Paris has suggested a radical reform of how the 16-nation eurozone should be run, suggesting regular meetings of leaders and a secretariat -- with its own president -- to coordinate economic policy within the currency bloc.
But asked about this following talks with German Chancellor Angela Merkel, the president said: "I think the main question today is not about new institutions or technical support for existing institutions.
"The main discussion is on the content, on the substance."
Van Rompuy is chairing a task force drawing up new rules for economic governance.
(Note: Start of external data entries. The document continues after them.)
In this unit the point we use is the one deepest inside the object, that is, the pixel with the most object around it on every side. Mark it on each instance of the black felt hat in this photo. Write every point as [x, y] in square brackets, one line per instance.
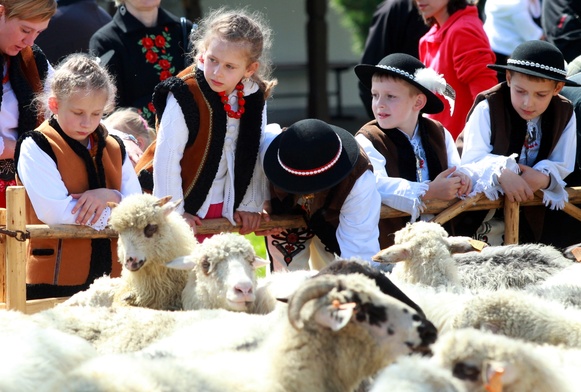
[412, 71]
[537, 58]
[310, 156]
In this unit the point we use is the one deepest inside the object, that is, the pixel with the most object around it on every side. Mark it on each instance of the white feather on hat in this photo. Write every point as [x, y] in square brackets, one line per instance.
[436, 83]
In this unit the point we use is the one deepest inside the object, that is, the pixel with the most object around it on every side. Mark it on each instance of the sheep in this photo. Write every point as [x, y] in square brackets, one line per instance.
[339, 330]
[416, 374]
[481, 359]
[151, 233]
[30, 354]
[221, 274]
[433, 258]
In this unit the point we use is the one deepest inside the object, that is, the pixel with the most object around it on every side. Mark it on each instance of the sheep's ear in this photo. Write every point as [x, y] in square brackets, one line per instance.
[465, 244]
[259, 262]
[335, 316]
[183, 263]
[393, 254]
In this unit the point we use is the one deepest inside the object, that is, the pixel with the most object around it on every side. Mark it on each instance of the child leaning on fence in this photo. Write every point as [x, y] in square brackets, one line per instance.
[520, 137]
[211, 121]
[71, 168]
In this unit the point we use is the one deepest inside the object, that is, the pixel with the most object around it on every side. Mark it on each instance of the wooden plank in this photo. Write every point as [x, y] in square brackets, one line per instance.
[15, 250]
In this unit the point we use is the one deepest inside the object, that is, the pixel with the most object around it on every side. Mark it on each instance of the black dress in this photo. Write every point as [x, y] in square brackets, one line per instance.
[140, 57]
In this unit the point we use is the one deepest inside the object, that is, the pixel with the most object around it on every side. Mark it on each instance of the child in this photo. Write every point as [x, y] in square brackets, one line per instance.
[207, 155]
[520, 135]
[71, 169]
[414, 157]
[318, 170]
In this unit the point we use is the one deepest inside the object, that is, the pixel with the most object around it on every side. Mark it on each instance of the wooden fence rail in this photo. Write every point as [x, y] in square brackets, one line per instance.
[13, 249]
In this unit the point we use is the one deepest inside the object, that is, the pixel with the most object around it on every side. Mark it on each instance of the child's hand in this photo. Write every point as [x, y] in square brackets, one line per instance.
[534, 178]
[248, 221]
[465, 183]
[514, 186]
[92, 203]
[444, 187]
[193, 221]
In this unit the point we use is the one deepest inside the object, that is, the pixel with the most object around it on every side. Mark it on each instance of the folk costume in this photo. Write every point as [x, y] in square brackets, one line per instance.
[318, 171]
[51, 166]
[140, 57]
[496, 137]
[202, 156]
[22, 79]
[403, 166]
[459, 50]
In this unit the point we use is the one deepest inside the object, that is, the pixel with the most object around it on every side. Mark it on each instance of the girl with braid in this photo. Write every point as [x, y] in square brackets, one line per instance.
[71, 168]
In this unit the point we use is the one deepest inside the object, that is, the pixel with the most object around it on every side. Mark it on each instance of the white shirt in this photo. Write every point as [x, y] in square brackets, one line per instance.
[49, 196]
[477, 155]
[399, 193]
[171, 141]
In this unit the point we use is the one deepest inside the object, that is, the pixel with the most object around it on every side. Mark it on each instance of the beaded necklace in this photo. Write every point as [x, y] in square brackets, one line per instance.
[241, 102]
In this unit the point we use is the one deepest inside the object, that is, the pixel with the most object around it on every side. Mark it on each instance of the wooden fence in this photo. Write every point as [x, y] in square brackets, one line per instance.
[15, 233]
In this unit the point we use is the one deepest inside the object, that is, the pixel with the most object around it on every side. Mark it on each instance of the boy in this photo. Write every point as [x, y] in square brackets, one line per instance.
[520, 136]
[414, 158]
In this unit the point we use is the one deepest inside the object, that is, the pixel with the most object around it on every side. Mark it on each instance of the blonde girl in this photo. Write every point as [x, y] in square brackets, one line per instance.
[211, 121]
[71, 168]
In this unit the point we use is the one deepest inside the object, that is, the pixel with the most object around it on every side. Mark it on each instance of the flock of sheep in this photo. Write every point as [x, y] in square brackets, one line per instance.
[186, 316]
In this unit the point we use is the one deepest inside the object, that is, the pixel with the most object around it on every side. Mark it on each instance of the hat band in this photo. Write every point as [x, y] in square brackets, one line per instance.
[537, 65]
[312, 172]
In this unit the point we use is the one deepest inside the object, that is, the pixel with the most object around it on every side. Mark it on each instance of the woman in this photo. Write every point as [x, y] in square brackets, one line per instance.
[142, 46]
[457, 47]
[24, 66]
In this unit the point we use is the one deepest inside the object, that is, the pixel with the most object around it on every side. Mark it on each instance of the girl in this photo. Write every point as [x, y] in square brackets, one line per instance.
[207, 155]
[71, 169]
[23, 67]
[456, 47]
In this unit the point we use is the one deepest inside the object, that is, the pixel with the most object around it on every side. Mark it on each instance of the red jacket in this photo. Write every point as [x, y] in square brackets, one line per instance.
[460, 51]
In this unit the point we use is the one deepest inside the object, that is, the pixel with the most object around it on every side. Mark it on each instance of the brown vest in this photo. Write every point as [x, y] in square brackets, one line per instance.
[68, 262]
[400, 161]
[323, 219]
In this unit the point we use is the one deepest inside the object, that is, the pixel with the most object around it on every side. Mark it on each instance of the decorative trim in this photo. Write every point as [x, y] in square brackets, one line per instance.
[537, 65]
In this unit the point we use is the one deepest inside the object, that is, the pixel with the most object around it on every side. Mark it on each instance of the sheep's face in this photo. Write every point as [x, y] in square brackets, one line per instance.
[355, 308]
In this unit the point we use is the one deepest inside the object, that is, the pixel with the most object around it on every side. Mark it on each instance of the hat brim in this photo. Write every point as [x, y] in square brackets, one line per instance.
[365, 74]
[526, 71]
[302, 185]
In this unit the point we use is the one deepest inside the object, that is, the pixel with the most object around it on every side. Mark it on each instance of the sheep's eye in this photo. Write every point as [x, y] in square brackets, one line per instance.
[205, 266]
[466, 372]
[150, 230]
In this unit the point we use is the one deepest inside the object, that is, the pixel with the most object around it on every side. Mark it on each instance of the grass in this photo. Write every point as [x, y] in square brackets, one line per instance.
[260, 249]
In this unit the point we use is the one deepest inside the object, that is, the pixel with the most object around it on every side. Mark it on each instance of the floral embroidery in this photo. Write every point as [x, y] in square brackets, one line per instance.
[155, 48]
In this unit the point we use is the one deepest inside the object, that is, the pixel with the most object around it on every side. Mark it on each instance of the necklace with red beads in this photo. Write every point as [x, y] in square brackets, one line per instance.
[241, 102]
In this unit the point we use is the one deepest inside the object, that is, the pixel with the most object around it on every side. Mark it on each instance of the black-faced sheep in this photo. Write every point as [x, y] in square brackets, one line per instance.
[340, 329]
[427, 255]
[151, 233]
[221, 274]
[481, 359]
[31, 355]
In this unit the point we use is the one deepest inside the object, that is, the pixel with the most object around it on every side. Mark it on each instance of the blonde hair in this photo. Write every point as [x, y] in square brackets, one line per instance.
[239, 26]
[29, 9]
[128, 120]
[78, 72]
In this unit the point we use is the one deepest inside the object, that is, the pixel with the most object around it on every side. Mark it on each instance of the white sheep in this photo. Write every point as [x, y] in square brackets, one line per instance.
[416, 374]
[481, 359]
[31, 355]
[426, 254]
[340, 329]
[151, 233]
[221, 274]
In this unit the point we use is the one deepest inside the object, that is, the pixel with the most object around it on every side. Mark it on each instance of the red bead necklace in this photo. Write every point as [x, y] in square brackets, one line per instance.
[241, 102]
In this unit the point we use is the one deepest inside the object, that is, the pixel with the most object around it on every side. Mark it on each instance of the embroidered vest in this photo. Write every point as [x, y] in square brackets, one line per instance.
[401, 161]
[206, 121]
[64, 267]
[323, 220]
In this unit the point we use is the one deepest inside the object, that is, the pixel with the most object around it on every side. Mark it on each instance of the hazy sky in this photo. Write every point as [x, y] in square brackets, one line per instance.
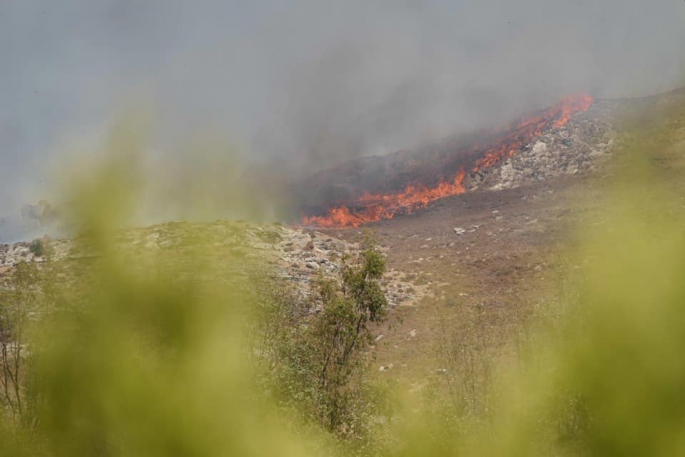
[312, 82]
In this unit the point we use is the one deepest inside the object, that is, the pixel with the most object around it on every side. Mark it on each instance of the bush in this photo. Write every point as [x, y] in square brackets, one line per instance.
[38, 248]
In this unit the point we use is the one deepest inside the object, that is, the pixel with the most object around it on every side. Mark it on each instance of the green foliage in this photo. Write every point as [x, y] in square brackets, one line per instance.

He will summit his initial report to EU leaders at a summit in Brussels next week and a final recommendation in October.
He said he had discussed the "initial conclusions" with Merkel, including a strengthening of the EU's budgetary rules and closer surveillance of gaps in competitiveness between member states.
Potential changes to the EU treaties to incorporate tougher rules should not be "taboo," he said.
Merkel said a change to the treaties laying down how the bloc dealt with recalcitrant nations "might give some assurance to the markets."
Plans for reforming the way the euro area is run have threatened to split the EU.
Germany has also been cool on the French plan, fearing that it could call into question the independence of the European Central Bank.
Berlin, supported by Warsaw, is also pushing for coordination to be strengthened at the level of the wider bloc of 27 countries in the European Union.
The French plan has also run up against some scepticism in Brussels, with the head of the European Commission, Jose Manuel Barroso, saying that economic governance should be within the 27-member EU.
The commission is determined to "avoid a division of Europe," Barroso said, adding that new institutions would "only introduce new confusion."